Colloque EMCC 2018 Atelier 8 – Les étapes d’un programme de mentorat

Ingénieurs en mentorat sur Espace Transitions.

(IeM = Ingénieur en Mentorat)

L’IeM est, dans l’entreprise, avec le management, le garant du programme de mentorat, lequel s’inscrit dans un cadre avec plusieurs étapes. Ces étapes sont importantes à respecter ; sinon, le processus risque de s’essouffler.

D’abord, il faut communiquer sur la démarche, bien expliquer pourquoi l’entreprise veut mettre en place le programme. Il y a une stratégie derrière, et l’IeM va commencer par faire un diagnostic et une analyse des besoins : pourquoi ce programme de mentorat ? A quoi il sert ?

Définir les objectifs permet de savoir quels indicateurs on va choisir pour mesurer les résultats du programme. L’une des causes d’un mauvais processus, c’est un objectif mal défini qui, finalement, ne va pas permettre de mesurer le ROI à la fin. C’est dans cette phase aussi que va intervenir la réflexion sur le choix des mentors et des mentorés ; ce n’est qu’en fonction de l’objectif qu’on va pouvoir définir quelles sont les compétences recherchées chez les mentors.

La 2ème phase sera la phase de lancement où on va commencer par communiquer autour du processus pour qu’elle soit connue dans l’entreprise, et pour donner envie de rentrer dans la démarche. On organise une réunion de lancement, le kick off, qui se passe généralement sur ½ journée, au cours de laquelle on explique pourquoi cette démarche a été mise en place, quel est son objectif et comment ça va se passer.
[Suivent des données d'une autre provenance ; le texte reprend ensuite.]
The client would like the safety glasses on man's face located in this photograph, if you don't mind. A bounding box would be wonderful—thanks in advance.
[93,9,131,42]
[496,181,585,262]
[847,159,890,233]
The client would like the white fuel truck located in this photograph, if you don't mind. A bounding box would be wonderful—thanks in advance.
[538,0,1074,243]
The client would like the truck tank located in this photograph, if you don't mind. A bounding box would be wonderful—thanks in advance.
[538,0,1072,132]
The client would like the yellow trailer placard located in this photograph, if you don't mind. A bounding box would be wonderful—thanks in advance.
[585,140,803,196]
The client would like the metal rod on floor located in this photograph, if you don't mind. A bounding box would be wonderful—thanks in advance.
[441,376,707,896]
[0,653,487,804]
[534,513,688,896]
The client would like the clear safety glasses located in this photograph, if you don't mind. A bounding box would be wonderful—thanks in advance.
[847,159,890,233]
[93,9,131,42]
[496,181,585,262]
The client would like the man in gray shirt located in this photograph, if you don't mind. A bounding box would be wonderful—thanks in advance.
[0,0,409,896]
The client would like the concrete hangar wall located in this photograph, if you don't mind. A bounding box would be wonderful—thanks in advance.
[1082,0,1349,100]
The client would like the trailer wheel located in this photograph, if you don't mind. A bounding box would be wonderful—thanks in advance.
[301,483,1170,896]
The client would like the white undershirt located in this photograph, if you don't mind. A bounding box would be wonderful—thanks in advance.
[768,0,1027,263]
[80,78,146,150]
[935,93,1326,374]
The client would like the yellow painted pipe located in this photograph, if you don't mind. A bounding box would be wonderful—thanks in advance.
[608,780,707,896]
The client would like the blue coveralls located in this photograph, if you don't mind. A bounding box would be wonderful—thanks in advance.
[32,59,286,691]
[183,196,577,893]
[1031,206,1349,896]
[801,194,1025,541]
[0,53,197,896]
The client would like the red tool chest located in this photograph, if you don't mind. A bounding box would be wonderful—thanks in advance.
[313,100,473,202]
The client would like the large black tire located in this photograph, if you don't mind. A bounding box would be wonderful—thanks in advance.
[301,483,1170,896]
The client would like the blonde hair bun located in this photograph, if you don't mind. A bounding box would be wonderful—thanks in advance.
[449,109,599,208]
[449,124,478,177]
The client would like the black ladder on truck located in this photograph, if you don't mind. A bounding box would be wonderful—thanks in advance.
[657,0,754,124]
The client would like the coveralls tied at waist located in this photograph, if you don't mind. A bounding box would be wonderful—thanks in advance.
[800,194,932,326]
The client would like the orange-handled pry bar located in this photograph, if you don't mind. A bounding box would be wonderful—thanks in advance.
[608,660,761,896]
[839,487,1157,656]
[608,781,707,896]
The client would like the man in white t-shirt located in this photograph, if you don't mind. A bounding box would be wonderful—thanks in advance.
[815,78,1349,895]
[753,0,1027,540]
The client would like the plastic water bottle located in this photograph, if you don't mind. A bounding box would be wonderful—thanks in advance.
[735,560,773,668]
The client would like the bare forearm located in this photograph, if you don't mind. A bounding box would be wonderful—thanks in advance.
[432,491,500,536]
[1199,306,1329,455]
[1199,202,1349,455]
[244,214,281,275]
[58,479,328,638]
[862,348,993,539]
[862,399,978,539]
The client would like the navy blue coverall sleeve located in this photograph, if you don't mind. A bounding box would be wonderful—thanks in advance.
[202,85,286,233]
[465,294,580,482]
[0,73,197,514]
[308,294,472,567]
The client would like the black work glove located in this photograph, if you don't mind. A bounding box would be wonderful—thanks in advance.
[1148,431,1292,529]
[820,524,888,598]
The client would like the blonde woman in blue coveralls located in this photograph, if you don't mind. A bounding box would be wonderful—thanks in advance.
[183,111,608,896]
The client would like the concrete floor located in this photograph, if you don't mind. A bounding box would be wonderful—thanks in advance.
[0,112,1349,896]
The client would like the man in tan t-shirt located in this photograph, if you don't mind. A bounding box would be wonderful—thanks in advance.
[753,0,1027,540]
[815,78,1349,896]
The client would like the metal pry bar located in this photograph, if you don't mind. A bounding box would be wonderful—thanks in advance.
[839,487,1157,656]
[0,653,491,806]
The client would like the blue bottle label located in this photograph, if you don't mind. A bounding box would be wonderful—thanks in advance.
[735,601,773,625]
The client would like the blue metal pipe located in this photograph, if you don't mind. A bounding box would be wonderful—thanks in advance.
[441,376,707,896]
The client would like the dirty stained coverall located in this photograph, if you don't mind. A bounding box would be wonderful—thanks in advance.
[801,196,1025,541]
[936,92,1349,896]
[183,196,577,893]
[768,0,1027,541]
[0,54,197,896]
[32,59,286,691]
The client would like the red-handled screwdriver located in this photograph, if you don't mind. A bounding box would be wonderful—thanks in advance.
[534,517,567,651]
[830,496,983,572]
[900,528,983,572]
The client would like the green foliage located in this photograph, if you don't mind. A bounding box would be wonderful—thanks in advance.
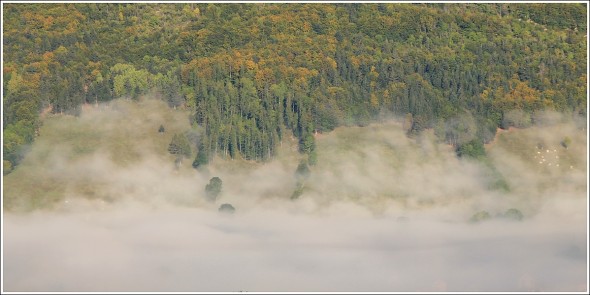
[205,176,223,201]
[456,139,486,159]
[168,133,192,158]
[3,3,587,171]
[193,141,209,169]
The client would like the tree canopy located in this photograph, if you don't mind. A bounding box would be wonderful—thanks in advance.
[3,3,587,173]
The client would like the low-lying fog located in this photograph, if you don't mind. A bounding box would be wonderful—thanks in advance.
[3,100,588,292]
Vient ensuite la phase de suivi qui s’étale en général sur 12 mois, à raison d’une rencontre des binômes par mois (autour d’un déjeuner… 2 h, cela dépend du temps que l’entreprise peut accorder). Le suivi permet de s’assurer que les rencontres se passent bien, qu’elles sont régulières, que les binômes sont bien formés, qu’il n’y a pas de difficultés relationnelles entre les membres du binôme. Il permet aussi d’organiser des regroupements (supervision par exemple) à raison de 1 ou 2 regroupements d’une ½ journée sur l’année pour que mentors (et parfois mentorés) puissent échanger et analyser leurs pratiques, parler de leurs difficultés, leurs réussites… Tout cela demande à l’IeM d’avoir des tableaux de suivi, pour faire des rappels, envoyer des mails et rester présent en cours de route. L’IeM, enterne ou externe, répond aussi aux questions, notamment au début (qu’est-ce que je dois dire ? qu’est-ce que je dois faire ? Je sais pas très bien…).

Colloque EMCC 2018 Atelier 8 - Les étapes d'un programme de mentorat

La 4è phase est celle de clôture. C’est là qu’il va y avoir des évaluations. On demande généralement au mentor et au mentoré de remplir un tableau d’évaluation (de la relation mais en aucun cas de la personne) puis l’IeM fait un bilan et des préconisations et calcule le retour sur investissement pour évaluer la démarche. Ensuite, on organise une fête car il est important de célébrer cela pour donner envie de poursuivre. Dans un cadre festif, des binômes font des témoignages… Il y a parfois des remises de trophées. C’est important si l’on veut poursuivre le processus et que, par exemple, les mentorés deviennent mentors et que les mentors prennent un nouveau mentoré. Le retour fait par l’IeM est lié à l’objectif de départ et vise à savoir si la démarche a permis d’aller vers cet objectif, de l’atteindre : est-ce que l’intégration se fait mieux si tel était l’objectif ? Est-ce qu’on remarque que le taux d’épuisement professionnel dans l’entreprise est plus faible ?… C’est pourquoi, au début, il faut passer beaucoup de temps à définir un objectif à la fois qualitatif et quantitatif et être assez humble et choisir des choses mesurables car, sur 12 mois, il est difficile de mesurer. Le questionnaire d’évaluation est donc défini en fonction de chaque entreprise, de chaque situation et il n’est pas recommandé de faire des évaluations sur des objectifs très larges et assez peu définis. Mesurer le turnover par exemple ne s’évalue que sur le long terme ! Il faut vraiment définir des questions SMART…  L’une des choses qui montre que l’on va dans le sens de l’objectif, c’est entre autres que la démarche se renouvelle l’année suivante.

Nous avons récapitulé toute la structure d’une démarche de mentorat : recueillir les besoins, analyser la demande (le besoin n’est pas toujours la demande !), proposer un plan de communication, constituer un comité de pilotage interne, sélectionner les mentors et les mentorés en fonction des compétences recherchées, constituer les binômes, piloter le dispositif, évaluer l’action globale et  restituer ce qui s’est passé.